A friend of mine recently said he didn’t know what he’d without his wife — and this friend had cancer, as if that’s not hard to deal with. And that’s the point — we NEVER know what we’ll do in a situation until it happens. It’s like being hit by a truck. If we could’ve seen it speeding around the corner, we would’ve prepared a little. But that’s not how life works.
We find ourselves fighting cancer — bam; or dealing with a partner’s mental illness — smack!; or a loved one unexpectedly dies — well, quite simply, there is no preparation for shit like that, and life becomes a matter of survival.
But HOW you survive can go two ways: up or down.
Moving forward is the most difficult option because it requires an almost supernatural power of introspection. You know your own mind/wishes/desires/hang-ups the best; and it can be downright scary to shine a spotlight into those cobwebbed corners of the attic.
Then we have behaviors or habits to complicate matters. If you’ve been a passenger in your own life for a few decades, it takes a Herculean amount of effort to scramble into the driver’s seat. But it CAN be done: you make a list, or slap yourself and get your ass moving. That’s one option.
The second option is the spiral.
Unfortunately, I’ve done the spiral thing — and I don’t recommend it. I was tired. Hiding. Drinking too much and ignoring the problems poking their boney fingers under my door.
Then the kids’ dad died.
It was a slap in the face: a sudden awareness of my own condition.
I wish you could slap people to make them wake up — like in the old movies when someone’s hysterical. But you cannot beat introspection into a person.
You don’t remember how you got home last night, or why your family is pissed at you?
The slap of self-awareness. It should be a thing.
Sadly, it doesn’t work like that.
Looking at one’s self honestly brings us to the next fork in the road: change or denial.
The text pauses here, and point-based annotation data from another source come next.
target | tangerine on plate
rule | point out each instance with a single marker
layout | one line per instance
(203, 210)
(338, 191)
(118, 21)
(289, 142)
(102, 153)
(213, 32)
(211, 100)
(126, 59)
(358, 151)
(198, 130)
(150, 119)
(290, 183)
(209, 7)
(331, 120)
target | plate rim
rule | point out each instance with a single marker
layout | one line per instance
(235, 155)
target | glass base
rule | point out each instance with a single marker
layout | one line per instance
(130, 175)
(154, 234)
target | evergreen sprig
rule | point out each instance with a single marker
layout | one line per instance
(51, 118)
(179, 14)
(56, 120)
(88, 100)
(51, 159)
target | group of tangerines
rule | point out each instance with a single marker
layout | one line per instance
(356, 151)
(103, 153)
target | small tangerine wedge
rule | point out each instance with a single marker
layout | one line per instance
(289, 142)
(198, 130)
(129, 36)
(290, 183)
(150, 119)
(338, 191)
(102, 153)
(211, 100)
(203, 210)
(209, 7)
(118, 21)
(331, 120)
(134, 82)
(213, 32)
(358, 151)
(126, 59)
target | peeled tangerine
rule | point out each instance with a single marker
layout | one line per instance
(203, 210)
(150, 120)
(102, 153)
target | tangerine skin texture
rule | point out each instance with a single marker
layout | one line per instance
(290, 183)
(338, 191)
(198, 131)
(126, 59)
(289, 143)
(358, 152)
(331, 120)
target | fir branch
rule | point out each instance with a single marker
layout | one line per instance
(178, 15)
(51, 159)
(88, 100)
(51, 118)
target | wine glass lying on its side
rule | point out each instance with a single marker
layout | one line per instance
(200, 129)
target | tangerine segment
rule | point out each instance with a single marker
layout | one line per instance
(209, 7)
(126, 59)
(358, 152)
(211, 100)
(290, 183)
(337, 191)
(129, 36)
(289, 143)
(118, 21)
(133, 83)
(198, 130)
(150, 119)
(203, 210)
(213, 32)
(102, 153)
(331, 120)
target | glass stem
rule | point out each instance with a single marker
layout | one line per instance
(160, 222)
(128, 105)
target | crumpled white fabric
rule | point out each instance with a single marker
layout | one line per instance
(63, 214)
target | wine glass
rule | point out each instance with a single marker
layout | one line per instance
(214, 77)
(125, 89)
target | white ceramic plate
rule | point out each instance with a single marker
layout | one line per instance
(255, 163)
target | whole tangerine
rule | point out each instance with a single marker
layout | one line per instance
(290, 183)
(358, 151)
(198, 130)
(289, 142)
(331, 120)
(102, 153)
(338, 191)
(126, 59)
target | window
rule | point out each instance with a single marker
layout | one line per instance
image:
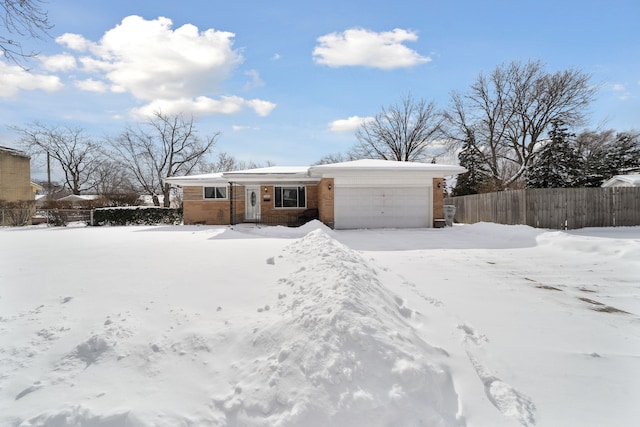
(290, 197)
(215, 192)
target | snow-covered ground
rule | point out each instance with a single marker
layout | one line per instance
(474, 325)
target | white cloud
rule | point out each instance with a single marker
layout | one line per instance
(173, 70)
(262, 108)
(360, 47)
(348, 125)
(203, 105)
(74, 42)
(62, 62)
(91, 85)
(13, 79)
(255, 80)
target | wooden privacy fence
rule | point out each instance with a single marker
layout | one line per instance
(556, 208)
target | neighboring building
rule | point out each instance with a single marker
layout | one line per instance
(15, 176)
(632, 180)
(357, 194)
(17, 192)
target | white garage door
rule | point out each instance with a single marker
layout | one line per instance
(383, 207)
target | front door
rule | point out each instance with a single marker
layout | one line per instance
(252, 204)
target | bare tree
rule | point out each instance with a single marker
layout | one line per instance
(225, 162)
(22, 18)
(337, 158)
(403, 132)
(76, 153)
(163, 146)
(507, 114)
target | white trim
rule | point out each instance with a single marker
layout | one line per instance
(290, 207)
(204, 187)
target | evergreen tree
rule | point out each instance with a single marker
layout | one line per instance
(470, 182)
(557, 165)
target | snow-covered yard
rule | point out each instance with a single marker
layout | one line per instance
(475, 325)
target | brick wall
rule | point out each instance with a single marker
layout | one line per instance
(15, 176)
(438, 198)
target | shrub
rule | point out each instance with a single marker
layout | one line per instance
(138, 215)
(16, 213)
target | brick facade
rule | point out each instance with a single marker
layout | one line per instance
(438, 198)
(15, 176)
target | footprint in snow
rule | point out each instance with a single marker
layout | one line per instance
(511, 402)
(471, 335)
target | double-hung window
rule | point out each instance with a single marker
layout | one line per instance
(215, 192)
(290, 197)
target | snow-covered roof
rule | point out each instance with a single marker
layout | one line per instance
(387, 165)
(203, 179)
(271, 174)
(311, 173)
(632, 180)
(79, 198)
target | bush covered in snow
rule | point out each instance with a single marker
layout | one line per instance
(136, 215)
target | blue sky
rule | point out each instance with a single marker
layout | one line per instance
(287, 81)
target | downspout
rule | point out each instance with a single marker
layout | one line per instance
(231, 207)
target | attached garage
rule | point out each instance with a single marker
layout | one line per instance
(382, 207)
(348, 195)
(382, 193)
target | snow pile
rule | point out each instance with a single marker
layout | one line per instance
(472, 325)
(339, 352)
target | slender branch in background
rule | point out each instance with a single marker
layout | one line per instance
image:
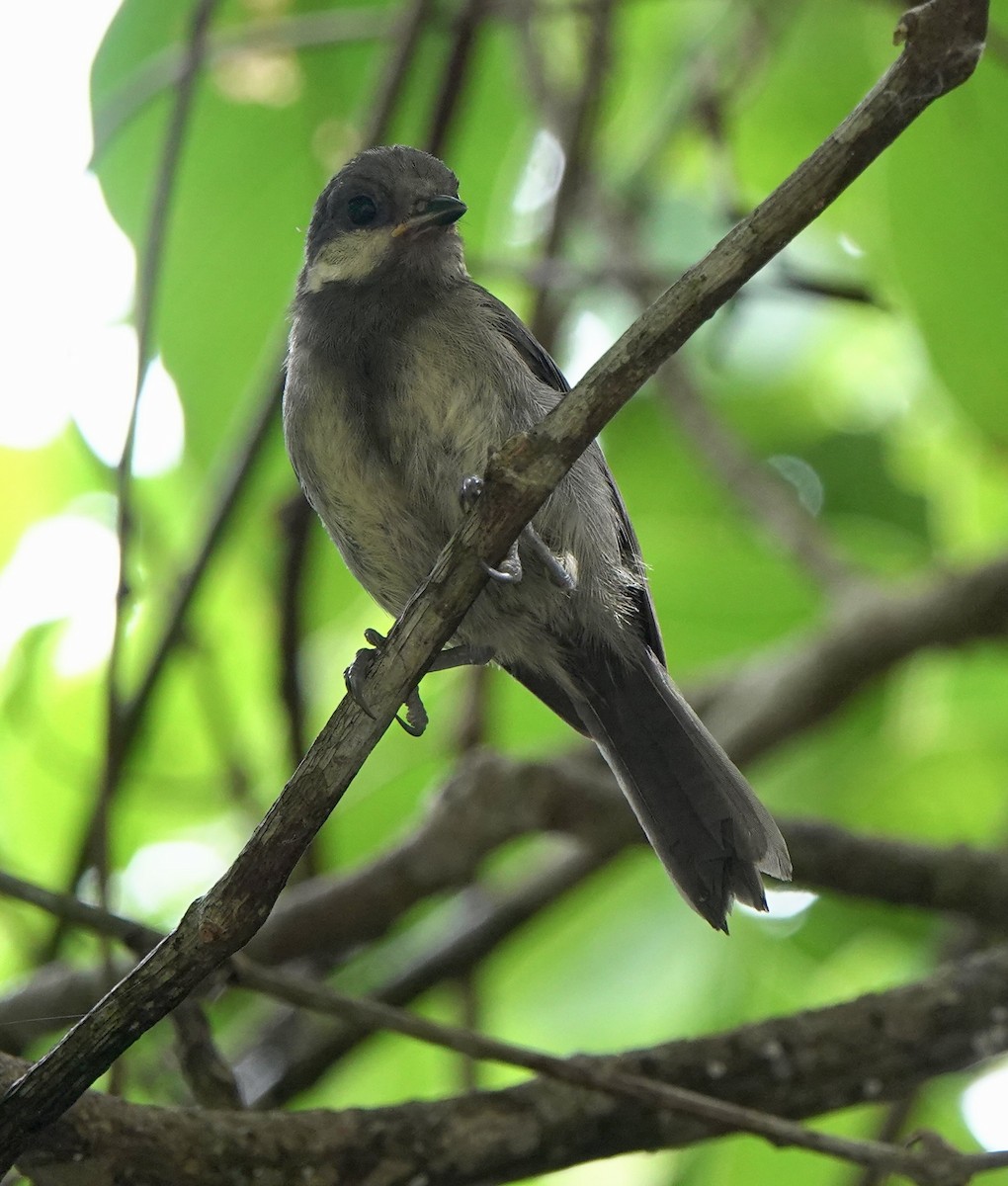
(455, 75)
(296, 517)
(146, 300)
(133, 712)
(946, 40)
(217, 1089)
(775, 700)
(410, 24)
(578, 140)
(299, 1050)
(869, 1050)
(165, 70)
(205, 1068)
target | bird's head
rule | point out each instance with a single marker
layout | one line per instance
(386, 214)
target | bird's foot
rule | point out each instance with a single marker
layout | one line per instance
(510, 569)
(555, 569)
(356, 676)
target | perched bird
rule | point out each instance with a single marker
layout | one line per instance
(403, 377)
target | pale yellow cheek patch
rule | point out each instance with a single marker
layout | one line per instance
(350, 258)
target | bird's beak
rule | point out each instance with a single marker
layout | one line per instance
(440, 212)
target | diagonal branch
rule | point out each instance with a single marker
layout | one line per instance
(864, 1051)
(946, 40)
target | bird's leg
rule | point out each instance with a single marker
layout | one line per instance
(555, 569)
(416, 718)
(510, 570)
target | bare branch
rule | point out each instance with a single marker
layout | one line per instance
(870, 1050)
(946, 42)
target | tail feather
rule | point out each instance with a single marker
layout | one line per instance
(699, 812)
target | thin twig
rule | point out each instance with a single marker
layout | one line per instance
(923, 1166)
(578, 146)
(944, 42)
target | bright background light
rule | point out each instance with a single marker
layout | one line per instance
(65, 294)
Denial is easy. You continue with the same bad habits. It’s a comfortable way to slowly die, alienate your friends and family, or destroy your health. Your bad habits (whatever they are…eating too much, drinking too much, fighting with people, biting your fingernails…the list is endless…) will go on until you are physically sick, alone, or have no fingernails.
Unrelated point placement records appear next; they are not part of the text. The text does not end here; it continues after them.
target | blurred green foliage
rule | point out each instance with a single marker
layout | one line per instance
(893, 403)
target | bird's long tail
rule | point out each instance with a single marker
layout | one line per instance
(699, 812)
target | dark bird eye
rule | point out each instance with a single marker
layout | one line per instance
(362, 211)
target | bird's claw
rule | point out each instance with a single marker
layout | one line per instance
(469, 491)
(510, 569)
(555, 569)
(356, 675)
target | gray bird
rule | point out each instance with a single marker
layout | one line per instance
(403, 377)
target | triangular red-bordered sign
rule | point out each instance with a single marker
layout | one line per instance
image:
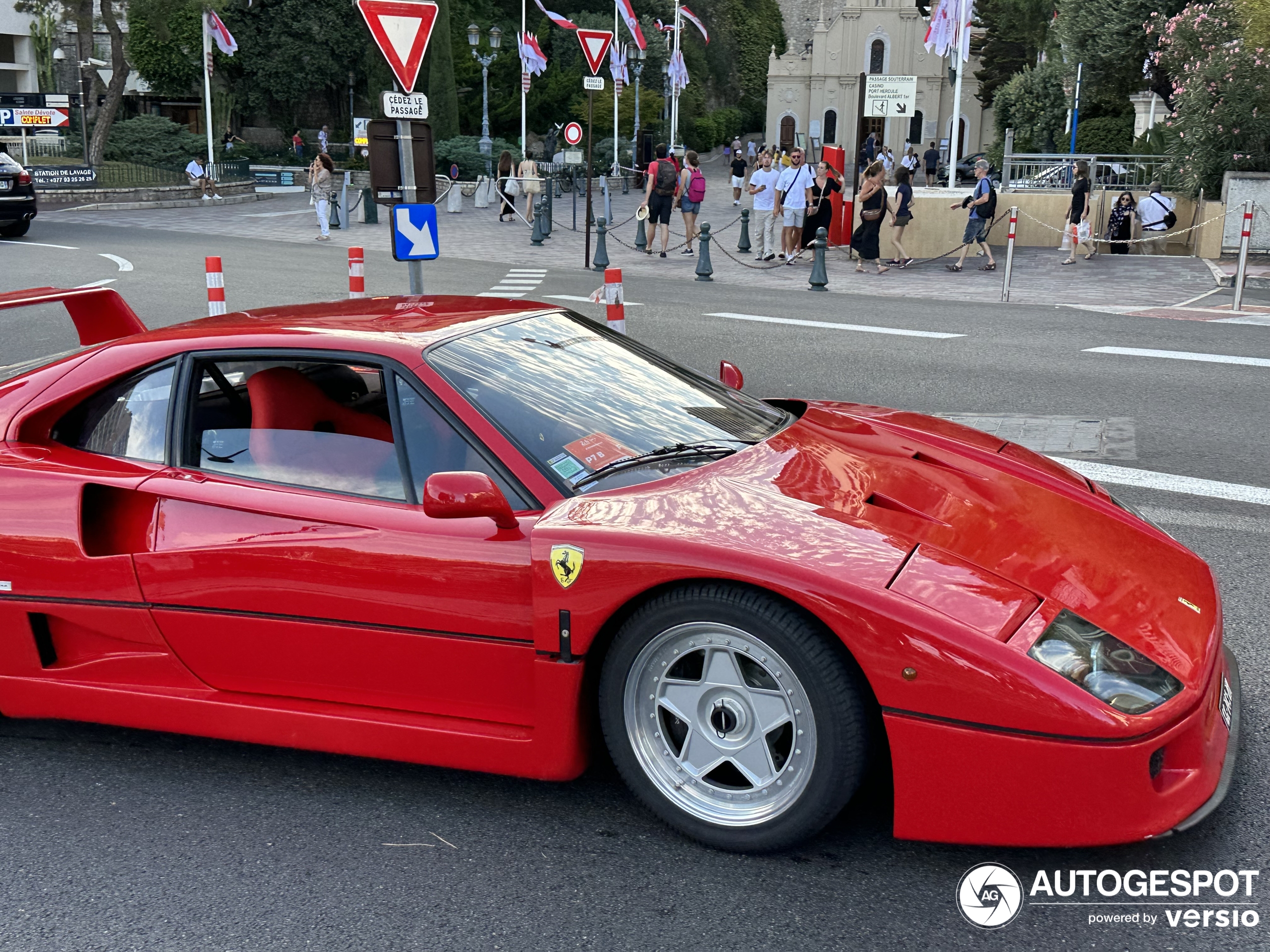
(402, 29)
(594, 46)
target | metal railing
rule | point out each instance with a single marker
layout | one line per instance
(1039, 172)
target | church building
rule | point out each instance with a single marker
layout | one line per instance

You know how your life is supposed to flash before your eyes when you die? When the kids’ dad died, my future flashed before my eyes — and it wasn’t pretty.
Change is hard AF. This means you look at that crap in the attic and realize it’s time to get your hands dirty. Let me tell you — withdrawal from habits is HARD!
If you’re used to being with a person (though the relationship is unhealthy) you might throw your energy into deep cleaning the house because you don’t know what else to do with that time. When certain hours of the day come around, you distract yourself: you linger at the cafe, you do extra workouts at the gym, you call people you haven’t talked to in years.
It feels weird.
Your mind tells you that you are not in the right place; or that you should be texting so-and-so because they just got off work; or that you are not drinking (or eating) the right thing at the right time — no matter how fucked up that habit was. Because it was a habit, your mind made it natural.
Thus, the hardest challenge of all: making NEW habits. Healthy habits. Cleaning the house is good. Having movie night with your kids is good. Exercising is good. And, as one of my friends/coaches told me, if you work on establishing one doable habit at a time, it doesn’t get overwhelming. When ONE new habit becomes natural, then you can move on to the next.
This is how I stopped drinking so much; this is how I lost weight; this is how I fixed broken relationships. I finally feel connected to the world in which I want to live — I’m building a new, healthy life.
And guess what? These new habits make me happy. I FEEL good most of the time, mentally and physically. I am tossing out the bits and pieces of negativity that litter my life.
I know that if something isn’t good for me, I can walk away from it. Life doesn’t have enough square footage to clutter it up with crap.
I wish for everyone who’s dear to me, that their futures would play out in one terrifying second in front of them. And I wish it could be done without being hit by the truck.